People say that patience is a virtue, and when it comes to the world of property, that goes double. Whether it is consistently paying off your mortgage over a number of years to improve your borrowing power or reselling your current real estate at the right time, being able to hold back on temptation to give up control can be incredibly profitable for home owner and investors both.

Patience is power in the property market.Patience is power in the property market.

Boosting profitability

Take the example of the latest CoreLogic RP Data Pain and Gain report. This report, which investigates the proportion of home sales that resulted in overall profits for for the vendor, also took a look at the correlation between the amount of time a person had held onto a property and its profitability.

Across the board, whether in the regions or in the capitals, people who sold their properties for an overall profit were far more likely to have held onto the property for longer. In Sydney, for example, houses that sold at a loss were on average held for 6.7 years, while those which sold for a profit were held for a far longer 11.2 years.

Why wait?

You need to make sacrifices in order to get yourself onto the property ladder as early as possible.

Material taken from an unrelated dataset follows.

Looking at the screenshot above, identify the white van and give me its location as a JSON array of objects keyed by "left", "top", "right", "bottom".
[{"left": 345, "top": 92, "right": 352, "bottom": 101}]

Daniel Goleman, an internationally-acclaimed psychologist, describes how in one longitudinal study of thousands of children, there was one major predictor for success: cognitive control, or the ability to delay gratification in order to better pursue your goals. And this applies to the property market just as much as to anything else in life.

First, you need to make sacrifices in order to get yourself onto the property ladder as early as possible. By buying early, you are the person who profits from the capital gains, rather than the person who owns the property you are renting. Let’s look at Sydney again – CoreLogic reports almost 10 per cent year on year capital gains in median value for the city. If you had bought a property worth $800,000 a year ago, it would now be wroth $880,000: a huge jump in value.

Now imagine that compounded over 10 times that period. By waiting, instead of cashing in too early, you are delaying your gratification and improving your profits as a result. However, if you leave your first purchase too late, you may find your property value peaking (as has been suggested is happening in Sydney lately) on top of already paying a premium.

So it isn’t just a matter of patience, but also of timing. Buy early to get it cheaper, then wait to see your profits soar – and make sure you get the right advice on your loan from your mortgage broker too, of course.